Ok so I had my GF order me a Cadence TXA6004 4 channel amp last night for my Impreza.... It was my Birthday  

I decided I needed a matching TXA1000D for my Subs,

So I went to the website this morning and they where all sold out ! I had no use for only 1 unmatching amp...so I sent them an Email.

No more than 20 minutes later I get a call on my Cell, It was Jasonpaul. Appahrently one of thier distributers had just bought out most of thier entire stock !(over 1000 amps) He told me he would grab one off the order, take off $10 + free shipping ! $190 shipped to me door  

This is some of the best damn service I have gotten. I can only hope that the amp is just as good  

More review when I get them installed...


----------



## azngotskills (Feb 24, 2006)

thats is some good customer service...good luck


----------



## speakerboy (Oct 2, 2007)

Nice. Kudos to Cadence for sticking up for the little man.


----------



## Foglght (Aug 2, 2007)

I had the same type of service when I purchased my TXA-3004. PM JasonPaul, got one back in less than 10 minutes. Asked a bunch of questions, and said I would like to purchase. Less than 2 days later, it was at the door. I also got a follow up email to ask how everything was going.

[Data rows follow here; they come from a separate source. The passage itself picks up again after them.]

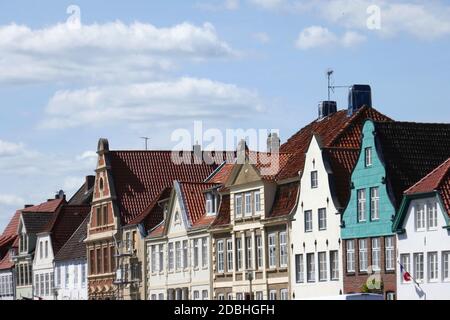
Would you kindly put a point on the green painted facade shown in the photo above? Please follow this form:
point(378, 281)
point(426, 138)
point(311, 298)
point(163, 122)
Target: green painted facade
point(365, 178)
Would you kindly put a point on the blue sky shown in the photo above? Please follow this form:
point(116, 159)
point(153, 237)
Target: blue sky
point(145, 68)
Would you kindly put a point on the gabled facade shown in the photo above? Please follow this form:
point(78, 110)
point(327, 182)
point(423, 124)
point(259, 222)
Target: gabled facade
point(48, 243)
point(250, 244)
point(316, 264)
point(178, 250)
point(392, 155)
point(423, 238)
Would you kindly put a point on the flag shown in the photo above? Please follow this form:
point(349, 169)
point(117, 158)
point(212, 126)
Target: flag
point(405, 274)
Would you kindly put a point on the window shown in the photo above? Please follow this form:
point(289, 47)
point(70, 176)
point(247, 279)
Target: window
point(272, 251)
point(314, 180)
point(238, 254)
point(322, 266)
point(154, 255)
point(283, 249)
point(238, 205)
point(259, 252)
point(299, 269)
point(185, 254)
point(210, 203)
point(170, 256)
point(220, 264)
point(161, 258)
point(310, 267)
point(404, 260)
point(445, 266)
point(376, 253)
point(374, 203)
point(361, 205)
point(196, 248)
point(99, 261)
point(432, 266)
point(248, 204)
point(204, 253)
point(257, 198)
point(418, 266)
point(273, 295)
point(350, 255)
point(420, 218)
point(229, 255)
point(105, 260)
point(390, 253)
point(178, 255)
point(248, 245)
point(363, 263)
point(432, 216)
point(322, 219)
point(308, 221)
point(368, 156)
point(334, 265)
point(284, 294)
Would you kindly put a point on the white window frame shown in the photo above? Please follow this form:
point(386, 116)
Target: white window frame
point(350, 254)
point(361, 194)
point(272, 251)
point(389, 243)
point(376, 253)
point(375, 203)
point(283, 250)
point(308, 221)
point(363, 255)
point(322, 214)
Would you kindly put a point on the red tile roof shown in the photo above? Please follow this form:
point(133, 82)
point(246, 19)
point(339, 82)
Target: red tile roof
point(437, 180)
point(342, 162)
point(194, 201)
point(411, 151)
point(140, 176)
point(64, 223)
point(336, 130)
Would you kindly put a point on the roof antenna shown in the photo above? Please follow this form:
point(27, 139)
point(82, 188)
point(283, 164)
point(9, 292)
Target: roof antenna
point(146, 142)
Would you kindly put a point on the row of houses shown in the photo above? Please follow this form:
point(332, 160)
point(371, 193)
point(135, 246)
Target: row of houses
point(353, 202)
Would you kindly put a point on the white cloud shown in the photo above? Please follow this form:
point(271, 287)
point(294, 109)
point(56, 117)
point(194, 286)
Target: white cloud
point(9, 148)
point(185, 98)
point(317, 36)
point(261, 37)
point(103, 52)
point(11, 200)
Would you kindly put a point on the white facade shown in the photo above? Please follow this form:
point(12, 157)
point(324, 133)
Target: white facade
point(70, 280)
point(426, 244)
point(178, 263)
point(315, 264)
point(43, 285)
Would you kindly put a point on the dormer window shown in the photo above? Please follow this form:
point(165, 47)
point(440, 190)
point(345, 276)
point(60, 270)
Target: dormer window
point(368, 157)
point(314, 180)
point(211, 207)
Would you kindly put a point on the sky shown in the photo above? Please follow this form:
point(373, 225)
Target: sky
point(75, 71)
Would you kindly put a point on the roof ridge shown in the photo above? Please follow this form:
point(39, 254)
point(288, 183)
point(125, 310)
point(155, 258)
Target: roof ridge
point(446, 162)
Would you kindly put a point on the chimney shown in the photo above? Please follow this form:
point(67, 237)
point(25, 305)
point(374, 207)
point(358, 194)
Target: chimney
point(89, 184)
point(360, 95)
point(198, 154)
point(273, 143)
point(327, 108)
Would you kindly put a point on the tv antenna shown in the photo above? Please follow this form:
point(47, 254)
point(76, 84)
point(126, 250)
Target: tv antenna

Ugly amp IMO, but the service was great.


----------



## cheesehead (Mar 20, 2007)

Agreed! JasonPaul is a excellent business man. I have had a few transaction with him with excellent results!


----------



## illnastyimpreza (Oct 25, 2006)

the only bad news is, my GFs house is in NH...and I live in mass....and she shipped it to her house 

looks like I'm gona have to wait another day or so to get it, doh !

Since I ordered my Sub amp the next day(shipped to my house) I might end up getting em @ the same time anyway


----------